Why would it be bad if he knew what it currently does and wanted to close it? It's not as if there's any reason why it currently manages the nuclear arsenal. It only took that function over in the first place because it was looking for something to do.
It's not as if Perry came up with the idea of shutting the department down on his own. It's been a standard conservative policy for decades. and for that entire time that policy has included transferring control of the nuclear weapons stockpile to the Pentagon.
@kmc: Yup, reading journalism on science is a great way to remind you of Gell-Mann-Amnesia. If you notice that articles about topics you know are mostly nonsense, you should assume the same about topics you don't know…
This is an excellent argument. I do wonder, though, how much longer attribution will even be a criterion in journalistic standards…with news article bylines being replace by journalists's blog posts, with so much media being "cut and pasted" from other media, and what news items remain relying so heavily on tweets and other social media verbalizings as primary source material, hasn't the cult of personality already overtaken source vetting and presumptions of authority? If any source and any utterance will do, is there any point to having attribution?
Where does bias fit in with these attributes?

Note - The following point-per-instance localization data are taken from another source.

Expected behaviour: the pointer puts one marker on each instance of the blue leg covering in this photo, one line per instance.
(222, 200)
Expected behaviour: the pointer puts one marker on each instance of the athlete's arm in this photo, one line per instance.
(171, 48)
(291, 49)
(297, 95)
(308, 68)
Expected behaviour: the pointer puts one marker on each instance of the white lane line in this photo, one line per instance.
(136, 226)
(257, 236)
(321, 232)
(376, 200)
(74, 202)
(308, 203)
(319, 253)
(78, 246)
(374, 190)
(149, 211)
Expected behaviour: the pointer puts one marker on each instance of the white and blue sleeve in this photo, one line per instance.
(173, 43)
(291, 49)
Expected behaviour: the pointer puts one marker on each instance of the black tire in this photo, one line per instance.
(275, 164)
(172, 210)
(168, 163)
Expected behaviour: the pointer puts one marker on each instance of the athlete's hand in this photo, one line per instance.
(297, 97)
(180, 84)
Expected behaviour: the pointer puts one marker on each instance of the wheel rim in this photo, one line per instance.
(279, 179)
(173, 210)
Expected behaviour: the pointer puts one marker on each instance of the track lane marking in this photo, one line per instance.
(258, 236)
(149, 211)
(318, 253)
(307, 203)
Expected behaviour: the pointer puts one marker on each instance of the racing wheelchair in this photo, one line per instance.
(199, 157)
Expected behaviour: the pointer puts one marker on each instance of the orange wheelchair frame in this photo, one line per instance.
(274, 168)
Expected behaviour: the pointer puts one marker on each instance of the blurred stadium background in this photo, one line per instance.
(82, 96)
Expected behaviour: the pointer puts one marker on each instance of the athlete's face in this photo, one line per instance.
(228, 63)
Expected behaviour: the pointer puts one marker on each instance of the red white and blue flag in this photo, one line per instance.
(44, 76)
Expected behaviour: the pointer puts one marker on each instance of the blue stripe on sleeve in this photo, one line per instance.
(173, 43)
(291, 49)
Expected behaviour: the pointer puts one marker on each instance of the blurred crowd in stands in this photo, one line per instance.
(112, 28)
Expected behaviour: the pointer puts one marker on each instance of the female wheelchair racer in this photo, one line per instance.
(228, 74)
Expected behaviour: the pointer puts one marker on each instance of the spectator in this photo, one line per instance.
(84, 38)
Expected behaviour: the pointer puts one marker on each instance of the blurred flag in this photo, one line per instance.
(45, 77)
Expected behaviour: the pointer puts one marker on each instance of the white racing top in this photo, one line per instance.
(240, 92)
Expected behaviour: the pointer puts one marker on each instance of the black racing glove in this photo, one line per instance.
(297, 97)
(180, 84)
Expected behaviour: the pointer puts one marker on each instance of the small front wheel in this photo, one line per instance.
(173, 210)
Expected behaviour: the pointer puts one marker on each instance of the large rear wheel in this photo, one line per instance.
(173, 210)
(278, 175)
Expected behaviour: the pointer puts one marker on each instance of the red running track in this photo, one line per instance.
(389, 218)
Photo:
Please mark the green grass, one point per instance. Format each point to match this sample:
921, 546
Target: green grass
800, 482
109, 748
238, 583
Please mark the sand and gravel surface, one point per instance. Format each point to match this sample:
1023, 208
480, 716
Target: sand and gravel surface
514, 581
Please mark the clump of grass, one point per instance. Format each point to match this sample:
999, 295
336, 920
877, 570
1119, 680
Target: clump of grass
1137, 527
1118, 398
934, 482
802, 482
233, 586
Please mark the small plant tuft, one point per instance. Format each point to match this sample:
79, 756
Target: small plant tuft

Bias (implicit or explicit) would seem to encourage news authors to make the facts fit the conclusions.
I have noticed that alt – right sympathetic news sites, such as Breitbart and Instapundit, are not much better at attribution as they are essentially news aggregators aiming to incite indignation among their readers. However, they are factually correct more often because they are responding to mainstream news articles that fail the giggle test and therefore are easily debunked. Ironically (or not), the NYT is one of the easier targets because of the blatent contradictions routinely imbedded in their deliberately obfuscating long form "journalism".